Figure 7.. CCPol active site and divalent metal ions are required for primase activity.

(a) Primase assay with CCPol-MP, CCPol-MP with the CCPol active site mutated, and CCPol alone (concentrations: 2 and 5 µM) in the presence of 30-nt ssDNA template and α-³²P dATP. The last two lanes show a complementation assay where CCPol-MP mutants (2.5 µM) were supplemented with WT CCPol (2.5 µM); (b) Primer extension of a ³²P-labeled DNA primer (12 nt) in the presence of CCPol-MP (1 and 2 µM) and a 30-nt template with the 3’ end blocked with ddC, in the presence or absence of selected divalent metal ions (20 mM); (c) Primase assay with CCPol-MP, a template (30 nt) with the 3’ end blocked with ddC, and α-³²P dATP, in the presence or absence of selected divalent metal ions (20 mM); (d) Primase/primer extension with Klenow (exo-), CCPol-MP, and its two mutant variants D169A and D324A (5 µM each in the left panel, 1–5 µM each in the right panel), with a 30-nt template and α-³²P dATP in the presence (left panel) or absence (middle panel) of a primer. Some of the priming reactions were then further incubated with Klenow (exo-) to allow elongation of the CCPol-MP – made primers (right panel). Unless otherwise noted, 5 µM CCPol-MP or CCPol and 5U Klenow were used in the experiments shown in this figure.

Figure 8.. CCPol-MP priming start sequence preference.

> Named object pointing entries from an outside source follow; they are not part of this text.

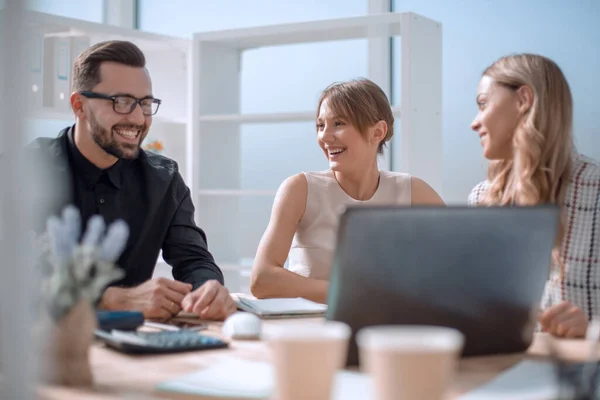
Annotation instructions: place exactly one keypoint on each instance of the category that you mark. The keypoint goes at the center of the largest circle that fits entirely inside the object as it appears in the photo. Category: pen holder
(77, 273)
(68, 346)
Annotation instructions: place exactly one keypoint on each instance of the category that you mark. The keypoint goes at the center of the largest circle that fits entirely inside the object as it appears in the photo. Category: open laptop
(481, 270)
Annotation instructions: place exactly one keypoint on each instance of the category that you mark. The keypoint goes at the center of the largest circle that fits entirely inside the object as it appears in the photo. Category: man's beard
(105, 139)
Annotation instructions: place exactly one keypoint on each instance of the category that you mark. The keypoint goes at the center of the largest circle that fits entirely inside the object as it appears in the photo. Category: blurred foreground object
(75, 274)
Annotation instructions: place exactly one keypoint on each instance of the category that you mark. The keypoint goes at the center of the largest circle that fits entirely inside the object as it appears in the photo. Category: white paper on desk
(279, 306)
(526, 380)
(255, 380)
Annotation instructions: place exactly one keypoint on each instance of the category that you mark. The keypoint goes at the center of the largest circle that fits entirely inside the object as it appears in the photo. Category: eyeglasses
(125, 104)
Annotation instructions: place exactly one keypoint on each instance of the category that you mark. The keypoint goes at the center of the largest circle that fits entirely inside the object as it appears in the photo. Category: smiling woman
(524, 121)
(354, 122)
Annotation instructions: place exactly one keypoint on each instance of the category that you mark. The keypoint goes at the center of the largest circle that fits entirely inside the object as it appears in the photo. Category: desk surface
(120, 376)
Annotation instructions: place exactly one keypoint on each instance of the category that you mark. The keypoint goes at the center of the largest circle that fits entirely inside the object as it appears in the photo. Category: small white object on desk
(242, 326)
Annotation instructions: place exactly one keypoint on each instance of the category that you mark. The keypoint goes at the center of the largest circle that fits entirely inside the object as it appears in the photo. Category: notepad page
(246, 379)
(283, 305)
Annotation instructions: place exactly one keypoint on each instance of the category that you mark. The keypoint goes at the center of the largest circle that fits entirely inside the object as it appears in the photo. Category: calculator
(140, 342)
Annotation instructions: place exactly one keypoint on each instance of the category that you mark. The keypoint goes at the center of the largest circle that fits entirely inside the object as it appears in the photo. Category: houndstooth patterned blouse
(581, 245)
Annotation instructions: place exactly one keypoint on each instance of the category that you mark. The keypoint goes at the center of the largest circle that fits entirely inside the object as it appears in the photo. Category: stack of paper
(241, 379)
(282, 307)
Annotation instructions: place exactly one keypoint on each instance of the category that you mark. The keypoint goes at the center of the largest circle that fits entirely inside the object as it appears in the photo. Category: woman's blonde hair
(539, 171)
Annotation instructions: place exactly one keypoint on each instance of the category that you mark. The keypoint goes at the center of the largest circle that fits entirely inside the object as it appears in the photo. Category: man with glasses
(107, 173)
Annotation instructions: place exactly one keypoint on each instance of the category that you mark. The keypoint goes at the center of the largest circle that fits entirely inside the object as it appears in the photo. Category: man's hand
(157, 298)
(564, 320)
(210, 301)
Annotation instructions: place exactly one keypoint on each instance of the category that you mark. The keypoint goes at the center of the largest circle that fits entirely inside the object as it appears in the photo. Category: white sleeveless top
(311, 253)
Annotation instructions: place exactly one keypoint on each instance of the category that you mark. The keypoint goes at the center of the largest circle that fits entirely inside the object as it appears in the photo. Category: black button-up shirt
(151, 196)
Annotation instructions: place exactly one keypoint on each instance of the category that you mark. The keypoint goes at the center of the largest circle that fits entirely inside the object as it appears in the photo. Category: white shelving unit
(216, 119)
(167, 62)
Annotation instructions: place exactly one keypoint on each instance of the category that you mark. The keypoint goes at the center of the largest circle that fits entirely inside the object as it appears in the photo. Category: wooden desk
(121, 376)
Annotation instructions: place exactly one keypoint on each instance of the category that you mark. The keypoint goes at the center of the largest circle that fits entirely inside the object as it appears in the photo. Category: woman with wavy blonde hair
(525, 126)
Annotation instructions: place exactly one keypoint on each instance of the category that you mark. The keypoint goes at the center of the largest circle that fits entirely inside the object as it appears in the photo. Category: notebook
(280, 307)
(243, 379)
(269, 308)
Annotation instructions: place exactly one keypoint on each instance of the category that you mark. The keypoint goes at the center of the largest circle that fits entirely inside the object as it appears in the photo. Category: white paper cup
(306, 358)
(409, 362)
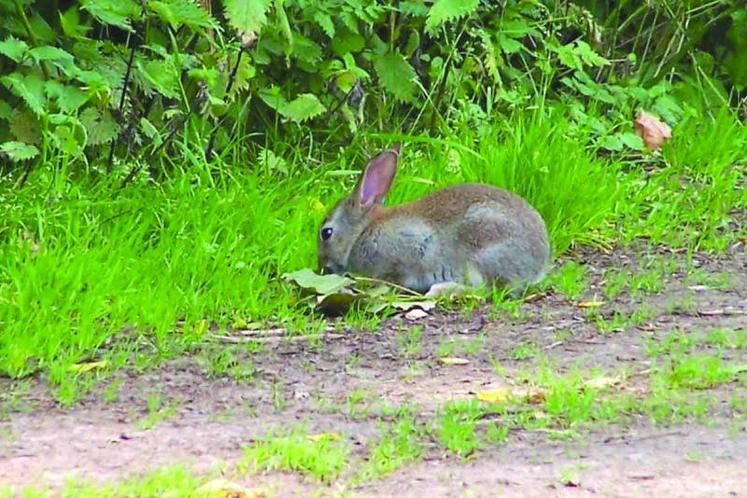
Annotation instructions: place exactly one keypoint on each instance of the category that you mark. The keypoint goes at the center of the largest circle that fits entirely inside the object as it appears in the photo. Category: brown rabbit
(471, 234)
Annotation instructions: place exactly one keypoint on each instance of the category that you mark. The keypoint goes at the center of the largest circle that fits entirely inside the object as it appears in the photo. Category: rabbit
(467, 234)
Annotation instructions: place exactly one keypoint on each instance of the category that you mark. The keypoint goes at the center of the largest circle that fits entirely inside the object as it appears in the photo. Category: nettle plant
(111, 84)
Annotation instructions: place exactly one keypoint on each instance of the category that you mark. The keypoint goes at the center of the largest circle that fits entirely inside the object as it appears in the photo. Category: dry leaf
(653, 131)
(499, 395)
(222, 488)
(415, 314)
(593, 303)
(324, 436)
(89, 365)
(447, 289)
(453, 361)
(602, 382)
(530, 394)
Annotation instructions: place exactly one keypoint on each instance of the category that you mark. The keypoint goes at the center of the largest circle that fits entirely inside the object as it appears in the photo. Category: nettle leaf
(162, 76)
(25, 126)
(273, 98)
(70, 23)
(321, 284)
(444, 11)
(589, 56)
(30, 88)
(303, 107)
(19, 151)
(49, 53)
(182, 13)
(60, 58)
(324, 21)
(415, 8)
(5, 110)
(247, 15)
(100, 126)
(115, 12)
(13, 48)
(68, 98)
(396, 75)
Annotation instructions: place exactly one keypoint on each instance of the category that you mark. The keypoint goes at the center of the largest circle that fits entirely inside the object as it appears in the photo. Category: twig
(229, 86)
(125, 85)
(138, 166)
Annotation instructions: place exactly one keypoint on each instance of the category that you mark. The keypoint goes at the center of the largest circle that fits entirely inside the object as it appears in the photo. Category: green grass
(323, 457)
(89, 272)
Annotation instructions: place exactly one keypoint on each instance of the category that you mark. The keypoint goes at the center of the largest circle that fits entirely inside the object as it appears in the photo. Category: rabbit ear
(378, 176)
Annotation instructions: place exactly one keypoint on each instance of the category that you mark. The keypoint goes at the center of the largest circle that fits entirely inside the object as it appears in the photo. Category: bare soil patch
(213, 418)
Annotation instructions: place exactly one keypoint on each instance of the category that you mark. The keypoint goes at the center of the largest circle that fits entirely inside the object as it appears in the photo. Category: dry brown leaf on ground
(603, 382)
(324, 436)
(222, 488)
(498, 395)
(453, 361)
(593, 303)
(652, 130)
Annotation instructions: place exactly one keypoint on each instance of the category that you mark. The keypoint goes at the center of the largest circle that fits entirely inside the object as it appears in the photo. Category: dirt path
(212, 418)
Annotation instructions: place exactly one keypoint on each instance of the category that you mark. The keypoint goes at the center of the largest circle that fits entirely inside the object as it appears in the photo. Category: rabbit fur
(472, 234)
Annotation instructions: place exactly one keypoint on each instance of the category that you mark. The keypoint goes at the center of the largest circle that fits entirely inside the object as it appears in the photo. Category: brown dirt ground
(214, 417)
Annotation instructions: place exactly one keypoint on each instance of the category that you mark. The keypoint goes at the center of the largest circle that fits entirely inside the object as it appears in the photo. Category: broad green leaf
(247, 15)
(13, 48)
(68, 98)
(49, 53)
(100, 126)
(396, 75)
(631, 140)
(273, 98)
(447, 10)
(320, 284)
(115, 12)
(303, 107)
(5, 110)
(28, 87)
(589, 56)
(25, 126)
(19, 151)
(325, 22)
(70, 22)
(182, 13)
(162, 76)
(65, 139)
(415, 8)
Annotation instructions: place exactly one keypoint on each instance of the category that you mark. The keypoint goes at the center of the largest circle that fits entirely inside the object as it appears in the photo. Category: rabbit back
(469, 233)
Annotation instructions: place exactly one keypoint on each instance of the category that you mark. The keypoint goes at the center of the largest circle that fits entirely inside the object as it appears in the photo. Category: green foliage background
(112, 85)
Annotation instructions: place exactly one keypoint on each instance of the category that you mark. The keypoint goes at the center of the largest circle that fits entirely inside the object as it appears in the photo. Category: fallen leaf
(499, 395)
(530, 394)
(408, 305)
(222, 488)
(88, 366)
(653, 131)
(590, 304)
(602, 382)
(447, 289)
(324, 436)
(453, 361)
(416, 314)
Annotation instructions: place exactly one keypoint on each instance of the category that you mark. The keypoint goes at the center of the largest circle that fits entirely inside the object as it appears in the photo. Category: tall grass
(89, 271)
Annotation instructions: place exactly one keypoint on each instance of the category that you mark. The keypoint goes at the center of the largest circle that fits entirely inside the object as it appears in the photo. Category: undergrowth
(91, 271)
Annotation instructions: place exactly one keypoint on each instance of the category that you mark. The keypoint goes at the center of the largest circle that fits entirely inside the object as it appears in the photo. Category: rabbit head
(347, 220)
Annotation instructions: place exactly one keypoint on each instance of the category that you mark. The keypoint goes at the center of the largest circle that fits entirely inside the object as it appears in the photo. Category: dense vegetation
(166, 161)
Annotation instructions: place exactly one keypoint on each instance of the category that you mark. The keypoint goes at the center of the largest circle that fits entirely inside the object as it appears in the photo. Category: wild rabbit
(470, 234)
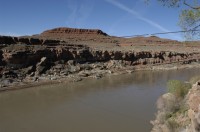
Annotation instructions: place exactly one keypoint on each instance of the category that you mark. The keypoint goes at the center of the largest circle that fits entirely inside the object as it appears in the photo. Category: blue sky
(115, 17)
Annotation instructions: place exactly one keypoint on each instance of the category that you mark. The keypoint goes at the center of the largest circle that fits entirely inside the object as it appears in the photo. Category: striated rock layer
(72, 31)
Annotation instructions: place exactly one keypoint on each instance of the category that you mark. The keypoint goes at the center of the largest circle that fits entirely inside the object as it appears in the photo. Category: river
(122, 103)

(a) CCPol-MP prime-then-elongate assay with eight different templates (31–33 nt including 3’ ddC, as shown) with random sequences in the presence of radiolabeled dATP. Primers synthesized by CCPol-MP were further elongated by the complex upon addition of excess of dNTPs. Priming start sites can be mapped by reading the product size off the gel, then subtracting one nt to account for the terminal nucleotide added by CCPol-MP, and mapping the product length to the template starting at its 5’ end; (b) Positions of 34 CCPol-MP priming start sites (Supplementary file 1) identified as in (a) with respect to the 3’ end of the template; (c) Sequence consensus logo of the priming start sites identified as in (a). 39 unique priming start sites (Supplementary file 1) from 25 different templates are included in the logo, with the start site marked with a star. The sequence of direct repeat region within the putative origin of replication is aligned under the logo, with the 5-nt iterons marked by blue boxes; (d) CCPol-MP prime-then-elongate assay as in (a) with 30-nt templates (each with a 3’ phosphate) as indicated; (e) Mapping of CCPol-MP priming start sites on the templates representing the putative origin of replication (ori-top and ori-bottom) based on the band position on the gel shown in (d). Green arrows represent the elongated DNA products, with green boxes marking the identified start sites. The darkness of the boxes corresponds to the efficiency of priming at that site as judged by the brightness of the bands in (d). Blue boxes mark the iterons within the putative origin of replication.